The International Association of Police Chiefs held its convention in San Diego earlier this month and one of the booths drawing a lot of attention belonged to a California company called AeroVironment, Inc.
It’s in the business of building drones.
One of its models–the Raven–weighs less than five pounds and is the most popular military spy drone in the world. More than 19,000 have been sold. Another of its robot planes–the Switchblade–is seen as the kamikaze drone of the future, one small enough to fit into a soldier’s backpack.
But AeroVironment is zeroing in on a new market–police and fire departments too small to afford their own helicopters, but big enough to have a need for overhead surveillance. So in San Diego, it was showing off yet another model, this one called the Qube.
The camera never blinks
AeroVironment likes to tout the Qube as just what a future-thinking police department needs–a flying machine that fits in the trunk of a cop car–it’s less than five pounds and just three feet long–can climb as high as 500 feet and stays airborne as long as 40 minutes.
Outfitted with high-resolution color and thermal cameras that transmit what they see to a screen on the ground, the Qube is being marketted as a moderately-priced surveillance tool ($50,000 and up) for keeping fleeing criminals in sight or being eyes in the sky for SWAT teams dealing with hostage situations or gunmen they can’t see.
A few police departments have already taken the plunge into what are officially known as Unmanned Aerial Vehicles (UAVs)–big cities like Miami, Houston, and Seattle, but also smaller towns, such as North Little Rock, Ark., Ogden, Utah and Gadsen, Ala. Most used Homeland Security grants to buy their drones and they all had to be specially authorized by the FAA to fly them.
So far, they haven’t flown them all that much because the Federal Aviation Administration (FAA) doesn’t yet allow drones to be used in populated areas and near airports, at an altitude above 400 feet, or even beyond the view of the operator. But that’s going to change, with the FAA estimating that by the end of the decade, at least 15,000 drones will be licensed to operate over the U.S.
I spy a pool party
So how is this going to work? What’s to keep all those unmanned aircraft from hitting planes or helicopters or crashing into buildings? And what’s going to prevent them from spying on private citizens or shooting video of pool parties?
The FAA is wrestling with all that now and, given the need to ensure both safe skies and individual privacy, the agency may have a hard time nailing down regulations by August, 2014, the deadline Congress set earlier this year with the goal of opening up public airspace to commercial drones in the fall of 2015.
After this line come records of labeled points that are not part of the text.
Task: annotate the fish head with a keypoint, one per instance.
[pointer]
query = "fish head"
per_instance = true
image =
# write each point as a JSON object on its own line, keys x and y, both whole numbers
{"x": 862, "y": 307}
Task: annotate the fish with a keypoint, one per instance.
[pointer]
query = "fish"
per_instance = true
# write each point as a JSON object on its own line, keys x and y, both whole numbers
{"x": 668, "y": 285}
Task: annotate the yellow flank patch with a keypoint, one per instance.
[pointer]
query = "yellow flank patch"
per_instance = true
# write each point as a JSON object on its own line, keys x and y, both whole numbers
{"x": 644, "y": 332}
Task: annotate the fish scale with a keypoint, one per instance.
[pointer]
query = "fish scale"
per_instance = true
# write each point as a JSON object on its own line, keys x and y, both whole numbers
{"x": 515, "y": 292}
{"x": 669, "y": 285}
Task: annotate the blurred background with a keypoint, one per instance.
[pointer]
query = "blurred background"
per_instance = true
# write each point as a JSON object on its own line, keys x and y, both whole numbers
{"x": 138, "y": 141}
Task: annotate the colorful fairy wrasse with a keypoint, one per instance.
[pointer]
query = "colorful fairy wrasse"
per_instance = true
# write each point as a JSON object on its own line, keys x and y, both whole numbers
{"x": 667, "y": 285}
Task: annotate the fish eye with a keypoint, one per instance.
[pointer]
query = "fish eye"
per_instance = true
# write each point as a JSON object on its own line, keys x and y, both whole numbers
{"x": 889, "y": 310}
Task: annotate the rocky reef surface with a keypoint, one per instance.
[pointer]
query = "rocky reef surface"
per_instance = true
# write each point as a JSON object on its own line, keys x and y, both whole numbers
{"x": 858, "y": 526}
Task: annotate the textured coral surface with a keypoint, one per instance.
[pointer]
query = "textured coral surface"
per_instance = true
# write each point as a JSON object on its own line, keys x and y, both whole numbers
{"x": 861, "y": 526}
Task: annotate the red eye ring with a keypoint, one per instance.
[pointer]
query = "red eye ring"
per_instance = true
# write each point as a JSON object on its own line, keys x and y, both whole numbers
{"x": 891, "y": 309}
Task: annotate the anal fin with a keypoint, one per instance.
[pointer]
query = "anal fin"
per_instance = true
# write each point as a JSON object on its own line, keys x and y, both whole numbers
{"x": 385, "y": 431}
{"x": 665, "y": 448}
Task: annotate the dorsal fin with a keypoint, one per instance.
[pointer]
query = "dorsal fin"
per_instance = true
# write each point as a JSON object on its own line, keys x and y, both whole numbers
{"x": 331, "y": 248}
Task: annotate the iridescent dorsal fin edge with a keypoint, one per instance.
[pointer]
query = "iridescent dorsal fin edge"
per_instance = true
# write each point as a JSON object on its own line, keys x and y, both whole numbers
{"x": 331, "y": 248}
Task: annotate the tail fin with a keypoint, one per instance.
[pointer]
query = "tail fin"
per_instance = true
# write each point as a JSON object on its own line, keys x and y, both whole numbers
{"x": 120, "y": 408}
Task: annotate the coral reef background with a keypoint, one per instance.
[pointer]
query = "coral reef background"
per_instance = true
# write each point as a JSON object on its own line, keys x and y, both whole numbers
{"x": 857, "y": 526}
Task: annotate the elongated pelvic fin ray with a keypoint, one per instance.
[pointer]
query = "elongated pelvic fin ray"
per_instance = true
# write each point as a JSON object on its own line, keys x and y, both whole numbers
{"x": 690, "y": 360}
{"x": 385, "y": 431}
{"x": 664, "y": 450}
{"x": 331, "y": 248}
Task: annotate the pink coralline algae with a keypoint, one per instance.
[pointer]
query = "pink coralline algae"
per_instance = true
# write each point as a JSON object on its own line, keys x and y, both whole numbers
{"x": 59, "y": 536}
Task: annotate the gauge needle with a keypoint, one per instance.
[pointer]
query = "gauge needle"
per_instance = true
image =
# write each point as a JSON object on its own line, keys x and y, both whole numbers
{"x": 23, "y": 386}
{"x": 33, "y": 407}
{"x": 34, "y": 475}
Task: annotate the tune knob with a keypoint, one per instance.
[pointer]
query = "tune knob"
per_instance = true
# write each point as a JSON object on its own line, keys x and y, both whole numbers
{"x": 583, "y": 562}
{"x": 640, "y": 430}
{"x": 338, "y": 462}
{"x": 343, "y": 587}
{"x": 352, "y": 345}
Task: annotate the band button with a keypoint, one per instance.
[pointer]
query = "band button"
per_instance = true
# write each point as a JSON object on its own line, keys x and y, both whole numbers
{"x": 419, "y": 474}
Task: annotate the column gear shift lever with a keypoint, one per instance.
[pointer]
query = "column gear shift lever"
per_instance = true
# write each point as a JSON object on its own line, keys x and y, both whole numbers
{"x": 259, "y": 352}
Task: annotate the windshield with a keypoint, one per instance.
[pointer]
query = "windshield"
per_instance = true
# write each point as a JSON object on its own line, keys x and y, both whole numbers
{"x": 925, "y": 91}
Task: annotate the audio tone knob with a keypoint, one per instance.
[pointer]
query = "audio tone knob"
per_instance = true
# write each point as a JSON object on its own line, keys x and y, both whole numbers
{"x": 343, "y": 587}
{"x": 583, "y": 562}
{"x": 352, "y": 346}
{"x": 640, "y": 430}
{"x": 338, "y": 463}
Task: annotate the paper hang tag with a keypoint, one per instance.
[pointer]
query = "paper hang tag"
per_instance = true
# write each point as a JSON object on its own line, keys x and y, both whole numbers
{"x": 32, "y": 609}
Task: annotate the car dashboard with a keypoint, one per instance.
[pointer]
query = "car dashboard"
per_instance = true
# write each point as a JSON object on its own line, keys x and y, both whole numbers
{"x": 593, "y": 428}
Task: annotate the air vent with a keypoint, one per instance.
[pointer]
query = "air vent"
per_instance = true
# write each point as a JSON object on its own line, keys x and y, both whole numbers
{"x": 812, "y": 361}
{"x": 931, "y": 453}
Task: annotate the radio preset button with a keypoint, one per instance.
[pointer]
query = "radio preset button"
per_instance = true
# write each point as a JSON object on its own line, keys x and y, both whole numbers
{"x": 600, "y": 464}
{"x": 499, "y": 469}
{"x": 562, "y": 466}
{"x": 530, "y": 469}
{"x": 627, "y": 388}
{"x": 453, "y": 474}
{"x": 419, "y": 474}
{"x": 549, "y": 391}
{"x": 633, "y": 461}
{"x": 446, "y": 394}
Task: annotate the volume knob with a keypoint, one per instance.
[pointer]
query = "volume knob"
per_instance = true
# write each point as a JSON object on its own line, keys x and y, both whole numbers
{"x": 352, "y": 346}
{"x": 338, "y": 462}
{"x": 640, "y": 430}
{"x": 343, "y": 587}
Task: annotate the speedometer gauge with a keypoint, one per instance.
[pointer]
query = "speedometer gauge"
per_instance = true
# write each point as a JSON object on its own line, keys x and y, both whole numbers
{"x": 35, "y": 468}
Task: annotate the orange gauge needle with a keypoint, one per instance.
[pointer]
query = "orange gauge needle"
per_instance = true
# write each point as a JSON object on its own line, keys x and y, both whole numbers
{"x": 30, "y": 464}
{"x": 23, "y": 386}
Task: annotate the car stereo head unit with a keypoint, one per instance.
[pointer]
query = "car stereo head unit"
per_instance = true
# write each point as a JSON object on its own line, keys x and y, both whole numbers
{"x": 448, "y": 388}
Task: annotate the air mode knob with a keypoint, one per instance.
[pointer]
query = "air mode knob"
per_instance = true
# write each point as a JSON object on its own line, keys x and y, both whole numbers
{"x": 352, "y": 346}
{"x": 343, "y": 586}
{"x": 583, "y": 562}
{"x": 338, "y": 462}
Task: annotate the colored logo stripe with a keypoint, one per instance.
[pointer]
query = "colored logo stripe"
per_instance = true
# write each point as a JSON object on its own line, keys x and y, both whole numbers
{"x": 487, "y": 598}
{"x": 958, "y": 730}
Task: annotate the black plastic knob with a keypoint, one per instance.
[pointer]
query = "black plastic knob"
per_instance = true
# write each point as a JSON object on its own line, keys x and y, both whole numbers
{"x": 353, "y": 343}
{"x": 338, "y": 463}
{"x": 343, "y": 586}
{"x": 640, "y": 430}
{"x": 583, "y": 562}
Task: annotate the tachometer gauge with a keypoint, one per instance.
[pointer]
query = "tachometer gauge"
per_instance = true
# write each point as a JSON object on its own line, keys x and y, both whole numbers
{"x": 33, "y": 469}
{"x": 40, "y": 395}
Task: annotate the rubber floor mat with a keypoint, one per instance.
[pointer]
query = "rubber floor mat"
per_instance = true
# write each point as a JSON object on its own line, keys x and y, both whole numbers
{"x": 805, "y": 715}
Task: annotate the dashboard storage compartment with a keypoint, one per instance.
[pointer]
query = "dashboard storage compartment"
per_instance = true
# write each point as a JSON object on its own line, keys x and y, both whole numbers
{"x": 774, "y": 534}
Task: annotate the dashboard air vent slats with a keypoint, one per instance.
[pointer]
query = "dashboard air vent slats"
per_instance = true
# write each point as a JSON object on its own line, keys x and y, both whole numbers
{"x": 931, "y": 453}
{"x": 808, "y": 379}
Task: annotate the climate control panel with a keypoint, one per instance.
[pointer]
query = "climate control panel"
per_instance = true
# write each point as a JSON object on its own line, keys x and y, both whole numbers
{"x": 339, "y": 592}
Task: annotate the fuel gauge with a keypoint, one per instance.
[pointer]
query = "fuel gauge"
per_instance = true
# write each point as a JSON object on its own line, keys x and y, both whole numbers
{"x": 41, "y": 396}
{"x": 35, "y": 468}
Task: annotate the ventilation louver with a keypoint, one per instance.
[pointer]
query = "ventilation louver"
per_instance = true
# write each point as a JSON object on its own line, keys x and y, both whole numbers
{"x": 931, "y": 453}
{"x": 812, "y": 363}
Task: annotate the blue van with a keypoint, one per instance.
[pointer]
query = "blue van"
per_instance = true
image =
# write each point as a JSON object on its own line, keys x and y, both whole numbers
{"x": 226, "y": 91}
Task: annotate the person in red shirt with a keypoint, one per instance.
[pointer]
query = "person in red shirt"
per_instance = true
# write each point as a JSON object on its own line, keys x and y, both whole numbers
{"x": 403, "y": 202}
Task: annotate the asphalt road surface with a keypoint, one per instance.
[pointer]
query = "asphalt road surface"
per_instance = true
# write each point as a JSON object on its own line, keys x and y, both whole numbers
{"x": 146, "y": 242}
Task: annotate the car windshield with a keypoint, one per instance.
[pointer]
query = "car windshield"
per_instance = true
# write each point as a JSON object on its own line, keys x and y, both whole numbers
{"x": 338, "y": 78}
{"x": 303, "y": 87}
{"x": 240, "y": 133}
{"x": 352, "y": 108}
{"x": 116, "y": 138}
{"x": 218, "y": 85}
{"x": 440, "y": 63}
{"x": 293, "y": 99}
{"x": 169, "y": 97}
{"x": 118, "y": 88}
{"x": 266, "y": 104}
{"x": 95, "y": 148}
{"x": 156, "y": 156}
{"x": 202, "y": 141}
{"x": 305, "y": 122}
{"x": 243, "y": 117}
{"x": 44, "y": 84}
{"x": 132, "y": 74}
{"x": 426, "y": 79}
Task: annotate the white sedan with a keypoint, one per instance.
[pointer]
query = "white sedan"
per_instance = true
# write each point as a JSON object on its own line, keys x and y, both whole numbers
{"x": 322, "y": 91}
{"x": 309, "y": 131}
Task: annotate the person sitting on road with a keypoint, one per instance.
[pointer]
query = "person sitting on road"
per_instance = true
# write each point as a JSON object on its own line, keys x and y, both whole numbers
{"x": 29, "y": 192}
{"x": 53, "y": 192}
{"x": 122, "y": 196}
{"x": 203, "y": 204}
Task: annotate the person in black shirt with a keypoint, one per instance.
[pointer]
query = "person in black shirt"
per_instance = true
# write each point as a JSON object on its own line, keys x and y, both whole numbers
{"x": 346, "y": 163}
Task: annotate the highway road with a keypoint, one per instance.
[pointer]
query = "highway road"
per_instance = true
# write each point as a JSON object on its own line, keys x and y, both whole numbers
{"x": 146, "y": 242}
The feds are already behind schedule in selecting six locations in the U.S. where they’ll test drones to see if they can do what their manufacturers say they can do and, more importantly, if they can be kept from flying out of control. Later this month, however, at Fort Sill, Oklahoma, the Department of Homeland Security will start grading different drones on how well they perform when lives are at stake, say with a hostage situation, or a spill of hazardous waste or a search and rescue mission.
For a technology still largely seen as a deadly, and controversial, weapon for going after suspected terrorists, it couldn’t hurt to be able show how a drone can help find a lost kid or save an Alzheimer’s patient wandering through the woods.
Not so private eyes
Still, the idea of police departments or government agencies having access to flying cameras makes a lot of people uneasy. This summer, when a rumor started on Twitter that the EPA was using drones to spy on American farmers, it shot through the blogosphere, was repeated on TV, and then in condemning press releases issued by several congressmen–even though it wasn’t true.
As Benjamin Wittes and John Villasenor pointed out in the Washington Post earlier this year, the FAA isn’t a privacy agency. It’s loaded with aviation lawyers. Yet it will be dealing with some very dicey issues, such as how do you define invasion of privacy from public airspace and who can get access to video shot by a drone.
To quote Wittes and Villasenor:
“The potential for abuses on the part of government actors, corporations and even individuals is real — and warrants serious consideration before some set of incidents poisons public attitudes against a field that promises great benefits.”
Judging from a pair of surveys on the subject, the public is already pretty wary. Of those recently surveyed by the Associated Press, about a third said they are “extremely concerned” or “very concerned” about how drones could affect their privacy.
Another national poll, taken this summer by the Monmouth University Polling Institute, found that while 80 percent of the people surveyed like the idea of drones helping with search and rescue missions and 67 percent support using them to track runaway criminals, about 64 percent said they are “very concerned” or “somewhat concerned” about losing their privacy.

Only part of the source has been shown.